How do we know when God calls us? Is it a call to our soul or one of those
societal nudges? I call these urges my "hafta
gottas"
or "shoulds".
There are times when I am not sure God is there for me when my life has been in
chaos and uncertainty. I pray for guidance and direction and wait for a "divine
interruption"?
Where do I fit?
When my husband, Ben, accepted a job in a northern city far away from home, we prayed about the decisions and felt the call of God. Pulling up roots was difficult, but we were excited about beginning a new life. After settling in and the excitement was over I felt lonely and abandoned. Ben had an exciting new job, our daughter Linda was excited about her new high school and I was confused. Where did I fit in this new environment? It was a terrible time for me.
I recalled the words of the prophet "How to worship Yahweh in a foreign land"? I'd lost my sense of place and was grieving, but God had other ideas for me. In retrospect, God called out to me loud and clear. I was directed to use my expertise with young children. Many young mothers were going into the work force and good care for our young was sparse. I named our little school "Circle of Children" and operated it as a nursery school. We began our day by reciting, "This is our circle of children and we are a circle of love." God was ever present in our lives. We were a Christian Community.
A new direction?
During this period, I noticed an invitation in the paper one Sunday. "Come join us in our new Weekend College program" -- College of St. Catherine. The program was designed to enable working people to fulfill their college plans. It was a turning point in my life. Eight years later, I graduated in Theology with an emphasis in pastoral Ministry. I was so proud of my accomplishment and looked forward to another kind of ministry.
God broke into my life again as I closed Circle of Children and became a Christian Education Director in a local church. The job worked well for me; there was a good supportive staff and a loving Christian environment and congregation. After a time, however, I became restless and had to admit, I didn't like the full-time workload for part-time pay? Besides, I didn't want to work on Sundays. Once, driving home in the rain, I called out to God, "What now"? I was disappointed in myself.
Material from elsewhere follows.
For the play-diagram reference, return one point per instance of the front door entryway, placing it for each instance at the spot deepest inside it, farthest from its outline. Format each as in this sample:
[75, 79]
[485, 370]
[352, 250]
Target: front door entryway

After all, I accepted a call from God and now it wasn't working. After much prayer and soul-searching, I resigned and we parted friends.
Called to Write?
Eventually, Ben retired and we moved to Florida. This had been our plan for years and we looked forward to palm trees and sunshine. I heard God's call once again when I became a volunteer in the hospital chaplaincy program. I visited patients and prayed with them. It was as fulfilling for me as it was for them. I also visit hospitalized patients from my church, serving as a Stephen Minister. I feel God's presence in every room I visit. I love my work.
Now I recognize that God has been calling me since I was a child. At age 7 as I was rummaging through my grandfather's bookcase, I pulled out the Bible. Curious, I began reading -- "In the beginning". Then and now, I've never stopped reading and studying, learning that God has been breaking into my life forever.
C.S. Lewis wrote, "God whispers to us in our pleasures, speaks to us in our conscience, but shouts to us in our pain". If we allow God's "divine interruption" God will indeed help us through life's struggles. "Here I am God; use me where you need me. I am still listening."
Bernadine G. Morgan raised her family in St. Louis, then lived in Minneapolis, MN until 1997, when they moved to Longboat Key FL.